Intervenía mi padre: “Una cosa es estar engrillado como estamos nosotros con nuestras esposas, y otra es todo el tiempo con todas las que se te cruzan. Mucho dulce pica los dientes. No te olvides que el hombre es el cazador y la mujer la presa”. Acotaba mi padrino: “El hombre es fuego, la mujer estopa: viene el diablo y sopla. La mujer y la mentira nacieron el mismo día. Niños y mujeres: más disgustos que placeres”. Y ambos festejaban. 

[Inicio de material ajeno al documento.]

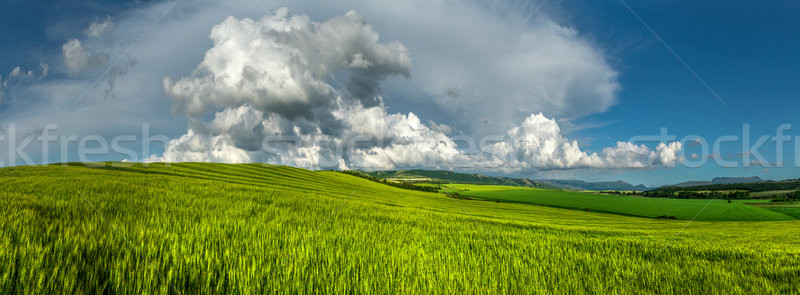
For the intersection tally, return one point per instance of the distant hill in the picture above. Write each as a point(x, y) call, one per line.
point(720, 180)
point(440, 176)
point(762, 186)
point(618, 185)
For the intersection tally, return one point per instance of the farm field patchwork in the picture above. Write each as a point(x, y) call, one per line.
point(220, 228)
point(686, 209)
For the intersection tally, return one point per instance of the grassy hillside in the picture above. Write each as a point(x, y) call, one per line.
point(629, 205)
point(215, 228)
point(439, 176)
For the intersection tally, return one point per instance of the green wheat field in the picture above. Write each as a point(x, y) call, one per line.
point(249, 229)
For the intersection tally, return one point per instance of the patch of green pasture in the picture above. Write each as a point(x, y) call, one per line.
point(220, 228)
point(697, 209)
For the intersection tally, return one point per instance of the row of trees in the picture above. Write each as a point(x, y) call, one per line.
point(788, 197)
point(403, 185)
point(697, 194)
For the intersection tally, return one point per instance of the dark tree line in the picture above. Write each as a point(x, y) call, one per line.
point(697, 195)
point(403, 185)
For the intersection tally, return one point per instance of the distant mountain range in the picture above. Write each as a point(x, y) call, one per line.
point(720, 180)
point(752, 183)
point(618, 185)
point(439, 176)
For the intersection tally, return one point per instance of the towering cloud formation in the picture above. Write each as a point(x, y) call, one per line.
point(272, 87)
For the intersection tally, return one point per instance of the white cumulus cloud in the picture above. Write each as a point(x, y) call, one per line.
point(267, 84)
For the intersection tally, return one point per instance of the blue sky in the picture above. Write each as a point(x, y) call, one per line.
point(745, 52)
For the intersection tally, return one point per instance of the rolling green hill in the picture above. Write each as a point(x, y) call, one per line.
point(440, 176)
point(629, 205)
point(218, 228)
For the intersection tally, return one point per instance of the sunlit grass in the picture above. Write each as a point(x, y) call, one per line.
point(215, 228)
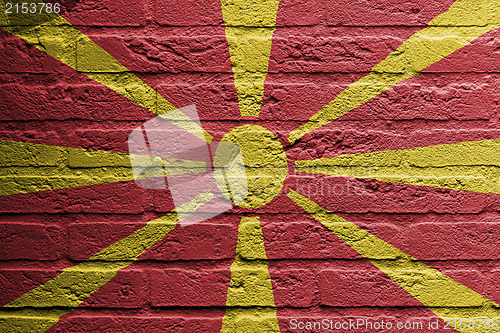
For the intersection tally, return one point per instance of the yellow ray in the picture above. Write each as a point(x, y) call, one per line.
point(29, 167)
point(75, 284)
point(438, 292)
point(250, 26)
point(465, 21)
point(52, 34)
point(250, 299)
point(468, 166)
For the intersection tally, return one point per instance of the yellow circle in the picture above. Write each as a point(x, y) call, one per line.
point(250, 166)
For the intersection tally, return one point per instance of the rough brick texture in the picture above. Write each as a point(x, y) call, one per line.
point(179, 282)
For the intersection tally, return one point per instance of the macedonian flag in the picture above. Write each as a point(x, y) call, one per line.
point(249, 166)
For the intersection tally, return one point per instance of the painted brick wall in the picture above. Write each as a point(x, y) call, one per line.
point(405, 231)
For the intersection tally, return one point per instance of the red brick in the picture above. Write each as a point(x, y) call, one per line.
point(496, 283)
point(170, 53)
point(384, 12)
point(31, 241)
point(109, 323)
point(189, 288)
point(15, 282)
point(213, 101)
point(479, 56)
point(457, 241)
point(298, 12)
point(19, 57)
point(325, 54)
point(126, 290)
point(347, 288)
point(349, 195)
point(106, 13)
point(121, 197)
point(188, 12)
point(192, 242)
point(293, 287)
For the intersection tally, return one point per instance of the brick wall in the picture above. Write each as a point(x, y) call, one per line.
point(180, 284)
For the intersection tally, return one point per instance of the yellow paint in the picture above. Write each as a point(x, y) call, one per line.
point(265, 163)
point(468, 166)
point(52, 34)
point(441, 294)
point(249, 29)
point(250, 300)
point(29, 167)
point(75, 284)
point(448, 32)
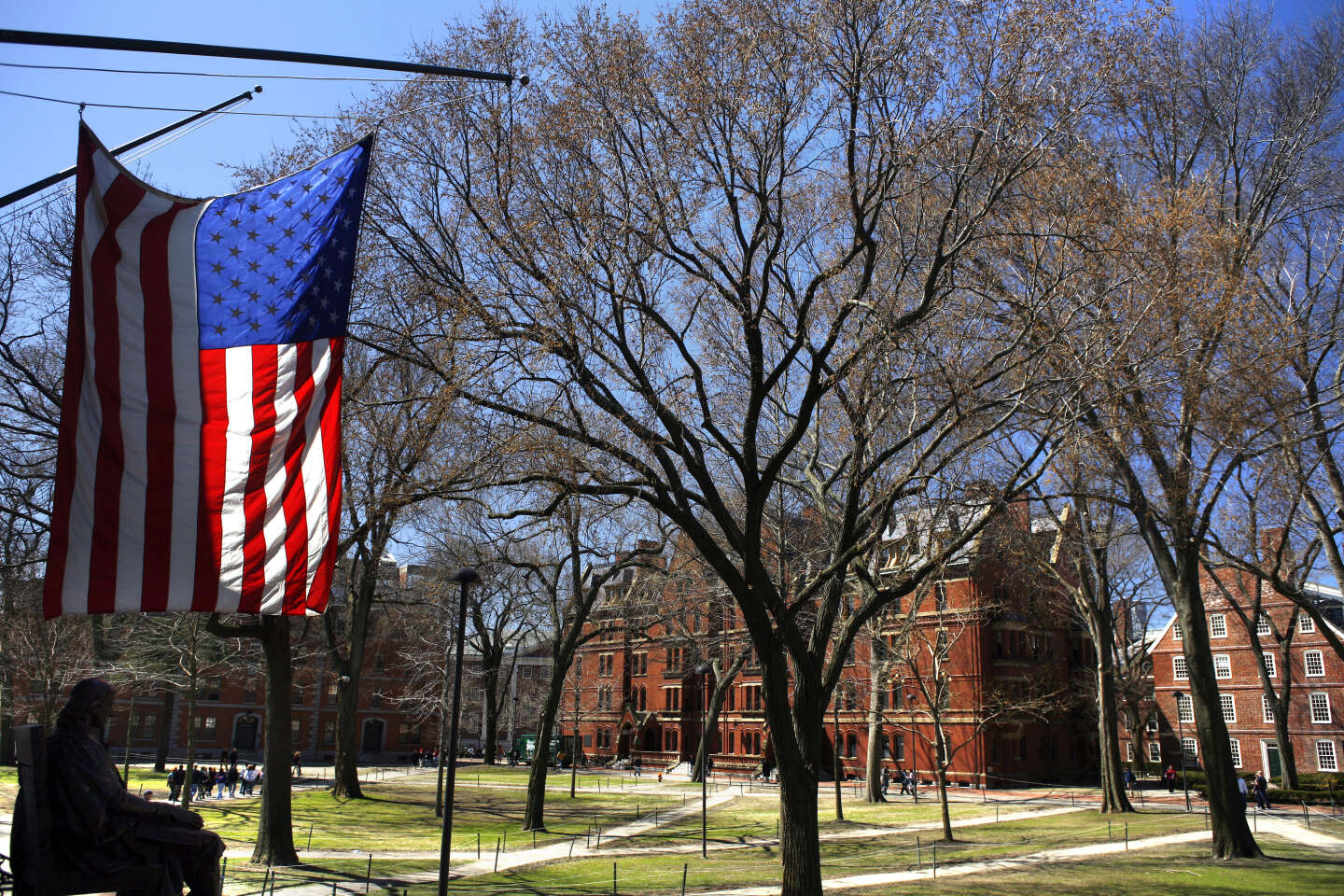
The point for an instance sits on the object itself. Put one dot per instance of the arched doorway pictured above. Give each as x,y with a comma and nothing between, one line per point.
372,739
245,731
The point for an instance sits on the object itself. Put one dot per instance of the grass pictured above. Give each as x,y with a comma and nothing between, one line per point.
758,864
1170,871
399,817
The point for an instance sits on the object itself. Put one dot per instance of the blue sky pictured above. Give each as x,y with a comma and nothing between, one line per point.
42,136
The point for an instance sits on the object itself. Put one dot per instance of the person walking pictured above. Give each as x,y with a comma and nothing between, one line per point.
1261,791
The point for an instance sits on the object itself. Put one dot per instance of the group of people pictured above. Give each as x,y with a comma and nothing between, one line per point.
902,777
214,778
1258,788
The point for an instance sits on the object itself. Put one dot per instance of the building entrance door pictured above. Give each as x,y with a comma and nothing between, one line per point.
1273,766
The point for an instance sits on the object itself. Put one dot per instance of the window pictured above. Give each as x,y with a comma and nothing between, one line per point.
1325,755
1320,708
1315,664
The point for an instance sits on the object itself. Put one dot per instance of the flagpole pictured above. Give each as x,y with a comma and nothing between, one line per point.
176,48
8,199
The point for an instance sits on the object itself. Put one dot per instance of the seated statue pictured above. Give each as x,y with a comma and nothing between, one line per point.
97,828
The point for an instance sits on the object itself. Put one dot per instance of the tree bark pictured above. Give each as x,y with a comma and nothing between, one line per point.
1113,797
1226,807
345,767
274,825
164,733
189,782
796,734
534,817
876,737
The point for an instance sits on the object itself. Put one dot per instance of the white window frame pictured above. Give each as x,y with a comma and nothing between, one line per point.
1185,709
1322,757
1308,656
1324,703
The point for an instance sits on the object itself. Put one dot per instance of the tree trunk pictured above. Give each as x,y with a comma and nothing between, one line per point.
274,823
876,737
534,817
796,733
345,771
1113,797
1286,757
7,757
711,723
492,709
1226,807
189,785
164,733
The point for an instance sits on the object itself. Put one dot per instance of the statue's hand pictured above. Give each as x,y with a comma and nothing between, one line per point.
189,819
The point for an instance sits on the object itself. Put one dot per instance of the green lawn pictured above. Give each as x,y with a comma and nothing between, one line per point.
1172,871
758,864
399,817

Yo los miraba alelado: era un pibe, por lo tanto, ¿un estorbo para ellos? ¿Y sus esposas -mi madre- a qué categoría de mujer pertenecían? ¿Habían salido de las entrañas de la Virgen María? Mi padre una vez repuesto de su sonrisa continuaba: “Si una mina te sorprende en un renuncio negá todo… que se fijó mal, que era mi hermana, qué se yo… En los bailes hay que andar con cuidado porque es el lugar donde se mezcla la hacienda”. Mi padrino asentía, pucho en la boca. “Y ahora el mayor de los secretos a voces que nunca se dice: las esposas por lo general saben, intuyen todo, no sé cómo hacen pero adivinan, consultan, te hacen seguir, se enredan, se enmarañan en chimentos: hay que echarles en cara alguna cosa fulera que hicieron: por ejemplo, nos ardieron la mejor camisa al planchar, o se les quema la comida muy seguido, o recordarles que dejen de tomar tanta pastilla que las pone bobas y confundirlas, un poco de gritos y un poco de cariño. Bajo las sábanas todo se arregla”, pontificaba mi viejo. 

Y ambos, en el atardecer de verano, satisfechos de haber inculcado al púber las máximas para sobrevivir al mundo inhóspito del amor y sus correrías con mujeres, parecían dos figuras de un libro de filosofía colonial, expertos en el arte de sobrevivir entre la pobreza, el trabajo en las fábricas, el herraje de estar casados y la ensoñada idea de poder escapar algún día de esta cárcel donde dominan los ganadores, los que se pasean en autos deportivos y son señores de la bacanal que nada tienen que explicar a nadie porque son dueños de todo, de sus vidas; tienen dinero, hacen lo que quieren, bancarrotas o riquezas pero siempre dueños: la vida enigmática, la cueva de tesoros fabulosos donde habitan las mujeres más bonitas. Mi viejo y mi padrino, ahora lo comprendo, eran mendigos barriales de aquellas trampas, pero eficaces en su modestia, alardeaban con lo poco o mucho que habían sabido conseguir.

“Las hermosas son los laureles del Himno Nacional Argentino, ¿no compadre?” suelta como final mi padrino; antes de despedirse empujando su bici hacia el horizonte que ya se insinúa como parte de la noche que se nos vino encima. Luego, mi viejo caminando a mi lado me habla de los pajaritos que llegan de la isla para dormir, de los Reyes que se aproximan pero que esta vez no pasarán por casa y de la cena que nos espera.

Mi padre y mi padrino volverían a morirse si me vieran ahora, depilándome con la maquinita eléctrica, el vestido rojo de matelasé sobre la silla, listo para salir a escena. La Lemoine me quiso maquillar pero me negué: tiene mal aliento. Dragqueen nos llaman, pero yo prefiero -como escribía Federico García Lorca- la hermosa y alucinante afirmación: soy una marica, una hermosa mariquita de colores.